Comprehension ability: the basis knowledge acquired during the precedent years in the fields of molecular spectroscopy and quantum chemistry are consolidated and exploited in order to face more advanced concepts, with an overview on the most interesting and up-to-date applications in the fields of molecular materials and biomolecular chemistry.
Knowledge application: the course gives the means to investigate some fundamental processes of biomolecular chemistry and materials chemistry, such as energy- and charge transfers. At the end of the course, the student shall be able to plan and perform advanced spectroscopic experiments and have the bases needed for the interpretation of the results and to derive important information on the systems of interest.
Basis knowledge in quantum-mechanics and molecular spectroscopy.
Course contents summary
Fluorescence anisotropy; Excitation energy transfer; Electron transfer; Nonlinear optics; Optical microscopy; Time-resolved spectroscopy; Optical Bloch equations and photon echo; Two-dimensional IR spectroscopy.
REVISION OF SOME BASIC CONCEPTS IN OPTICAL SPECTROSCOPY
- Absorption spectra (Franck-Condon factors, transition dipole moment, oscillator strength)
- Luminescence spectra (Jablonski diagrams, Kasha rule, luminescence quantum yield, luminescence lifetimes)
- Förster and Dexter mechanisms
- FRET (Fluorescence Resonance Energy Transfer) applications: macromolecular association and intermolecular distance investigation; protein folding; energy harvesting; sensing
- Classical transition-state theory
- Marcus model (classical, semiclassical e quantum-mechanical) and applications to molecular systems
- Mulliken-Hush charge-transfer theory
- Nonlinear response theory: n-th order hyperpolarizabilities
- Parametric and non-parametric processes
- The role of symmetry
- Second-order processes: general overview of the processes + detailed treatment of second-harmonic generation and its applications
- Third-order processes: general overview of the processes + detailed treatment of two-photon absorption (TPA) and Raman scattering (and relevant applications)

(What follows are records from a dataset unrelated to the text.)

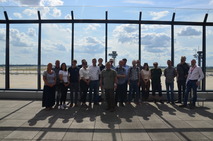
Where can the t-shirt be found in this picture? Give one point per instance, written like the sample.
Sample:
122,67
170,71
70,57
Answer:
74,74
182,71
146,74
170,74
121,71
108,78
94,72
84,73
65,75
156,74
49,77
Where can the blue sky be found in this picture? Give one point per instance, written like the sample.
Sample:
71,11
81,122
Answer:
90,39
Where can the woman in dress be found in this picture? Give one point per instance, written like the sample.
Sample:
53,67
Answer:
145,77
84,82
49,77
64,84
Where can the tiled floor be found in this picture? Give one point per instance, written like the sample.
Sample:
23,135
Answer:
26,120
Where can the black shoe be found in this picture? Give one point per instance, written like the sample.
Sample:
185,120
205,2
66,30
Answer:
182,106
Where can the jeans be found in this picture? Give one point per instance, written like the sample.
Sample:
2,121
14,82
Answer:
120,93
191,84
156,86
145,90
63,93
84,90
170,89
133,89
94,87
181,88
110,98
74,88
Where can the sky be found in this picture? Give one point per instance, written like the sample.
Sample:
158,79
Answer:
90,38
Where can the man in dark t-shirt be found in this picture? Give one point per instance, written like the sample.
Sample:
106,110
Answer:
156,81
56,69
182,72
74,82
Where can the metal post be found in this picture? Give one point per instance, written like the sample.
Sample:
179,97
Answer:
139,36
106,36
172,39
72,38
39,52
7,53
204,53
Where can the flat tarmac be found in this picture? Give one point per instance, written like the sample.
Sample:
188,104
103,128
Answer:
27,120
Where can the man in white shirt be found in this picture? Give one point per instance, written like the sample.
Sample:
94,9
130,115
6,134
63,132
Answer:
195,75
94,72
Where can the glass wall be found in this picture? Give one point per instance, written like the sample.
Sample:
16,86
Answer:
89,42
188,41
2,55
23,56
55,45
209,58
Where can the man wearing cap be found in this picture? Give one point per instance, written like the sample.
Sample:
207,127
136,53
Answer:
195,75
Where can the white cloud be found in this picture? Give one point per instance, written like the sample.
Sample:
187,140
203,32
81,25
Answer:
30,12
18,15
20,39
68,16
145,2
40,2
126,33
51,2
158,15
92,27
31,32
56,12
211,2
189,31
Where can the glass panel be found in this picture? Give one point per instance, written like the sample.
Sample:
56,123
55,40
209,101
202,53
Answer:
209,58
188,41
23,56
2,55
156,46
160,14
123,38
55,45
90,44
192,15
21,13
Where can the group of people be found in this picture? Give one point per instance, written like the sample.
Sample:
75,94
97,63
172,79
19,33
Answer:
83,80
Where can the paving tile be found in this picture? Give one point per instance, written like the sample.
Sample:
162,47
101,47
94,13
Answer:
170,136
82,135
107,135
191,135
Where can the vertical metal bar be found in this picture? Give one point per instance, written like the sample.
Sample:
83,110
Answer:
72,38
39,53
204,53
7,59
106,36
172,40
7,53
139,36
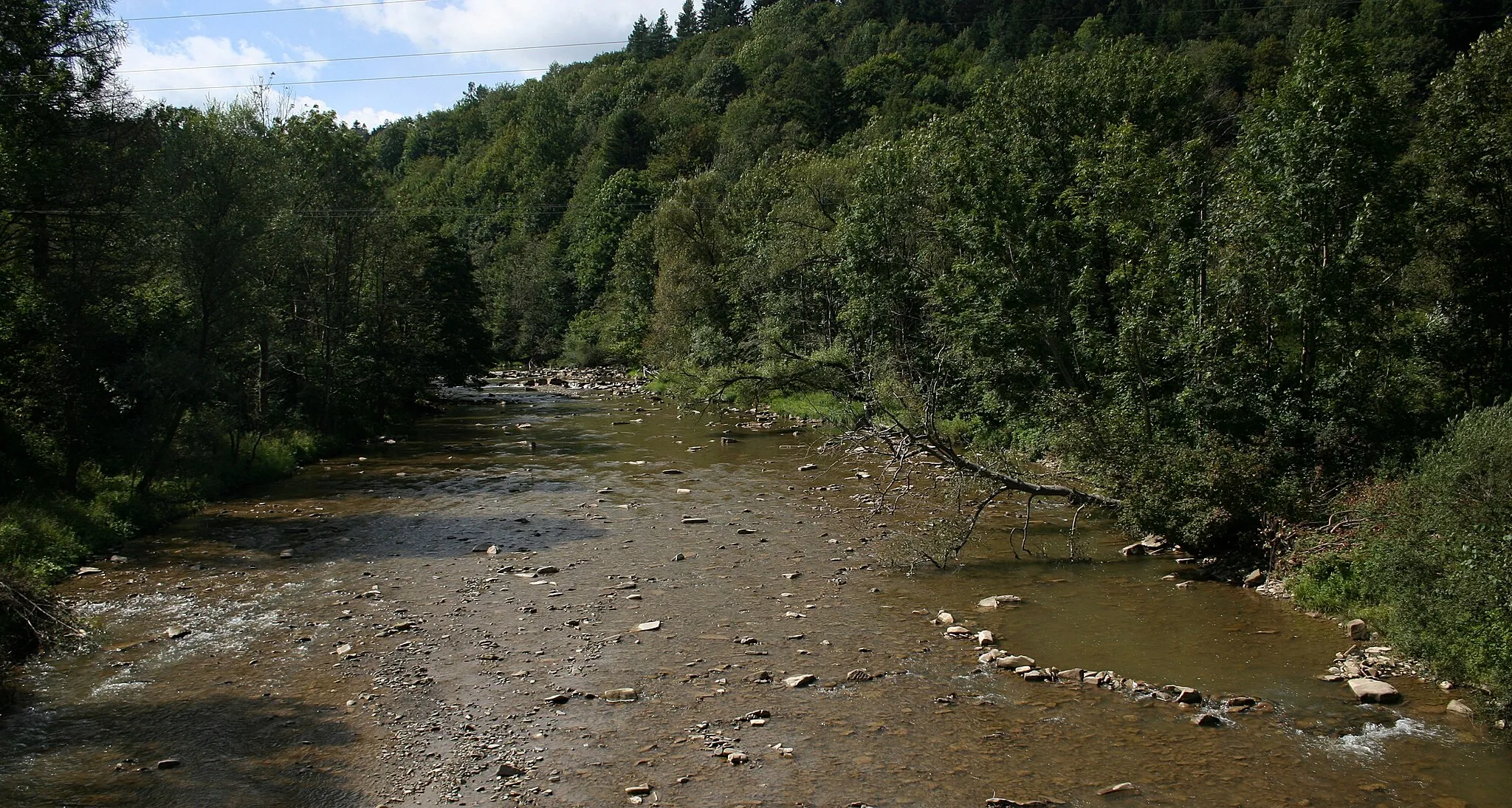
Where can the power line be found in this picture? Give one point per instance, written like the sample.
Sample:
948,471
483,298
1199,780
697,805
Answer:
265,11
348,81
375,58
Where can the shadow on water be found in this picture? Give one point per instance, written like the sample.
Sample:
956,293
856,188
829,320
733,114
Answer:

OPTICAL (MULTIPHOTONIC) MICROSCOPY
- Confocal microscopy
- Multiphoton optical imaging
- Heller method
- Fluorescence up-conversion
- Pump-probe spectroscopy
OPTICAL BLOCH EQUATIONS AND PHOTON ECHO
TWO-DIMENSIONAL IR SPECTROSCOPY
J. R. Lakowicz, Principles of Fluorescence Spectroscopy, Springer 2006.
V. May, O. Kuhn, Charge and Energy Transfer Dynamics in Molecular Systems, Wiley 2004.
R. W. Boyd, Nonlinear Optics, Academic Press 2008.
Y. R. Shen, The Principles of Nonlinear Optics, Wiley-Interscience 1984.
P. Hamm and M. Zanni, Concepts and Methods of 2D Infrared Spectroscopy, Cambridge University Press 2011.
Assessment methods and criteria
The acquired knowledge and comprehension ability are verified through an oral exam that is carried out in part in the classic way and for another part through the student's presentation on a chosen specific subject among the ones dealt with in the course or a related subject.
Besides a wide bibliography, detailed notes on each of the course's subjects are made available to the students.